というのも、おととし(現注・2003年)やった(アタシが見たのは去年だけど)「さとうきび畑の唄」が非常におもしろかったからで、まぁこういうたぐいのドラマに「おもしろい」という表現を使うのははばかられる風潮はございますが、とにかく心の中に強烈な印象を残したことは事実です。
んで「さとうきび畑の唄」とほぼ同じスタッフでつくられた「広島・昭和20年8月6日」ですが。

見て感動したって人には申し訳ないのですが、かなり期待を裏切られた思いでした。点数でいえば60点ぐらいの出来に感じました。
「さとうきび畑の唄」と比べること自体がおかしいのかもしれませんが、TBSとしても「同じスタッフで・・・」うんぬんを宣伝していたので、まぁそれもしょうがないでしょう。
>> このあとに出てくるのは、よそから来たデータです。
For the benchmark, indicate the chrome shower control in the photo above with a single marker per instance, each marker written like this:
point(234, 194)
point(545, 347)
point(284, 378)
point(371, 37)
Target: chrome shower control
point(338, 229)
というわけでアタシも比較評になってしまうのですが
「さとうきび畑の唄」が佳作とするなら、「広島・昭和20年8月6日」は失敗作ですね。とにかくマズい、というか物語に集中できないことがいろいろありました。
例をあげます。

・誰も芯になる役者がいない
・近隣の人がまったく書かれていない
・末っ子(年明)のことが、途中まったく話題にのぼらなくなる
・商売柄、食べ物が潤沢にあるので、切迫感がない
・西田敏行の独白
・エンドロールでの写真・映像、そしてとってつけたような「涙そうそう」

「誰も芯になる役者がいない」というのは、おそらく「さとうきび畑の唄」を意識しすぎた結果でしょう。
「さとうきび畑の唄」は父親が主人公で家族の物語を描いてました。だから今度は父親抜きのドラマを考えたのでしょう。しかしこれは正直うまくいったとは言い難いのです。

明石家さんまの演技が巧いかどうかはおいといて、多少脚本や演出に不備があっても、それを気付かせないぐらいの「芝居を引っ張る」力があるのですが、やはり松たか子ではそれは荷が重すぎる。特別下手ではないですが、史実を絡めたドラマの場合、やぱりなんかしらの不自然さが生じるのはいたしかたないことで、それを押し切るだけのパワーを松たか子に求めるのは酷すぎます。
西田敏行はああいう形で出演してる限り、ドラマを引っ張っていきようがなく、結局もうけ役だった泉谷しげる以外は、どの役者も限りなく中途半端な気がしました。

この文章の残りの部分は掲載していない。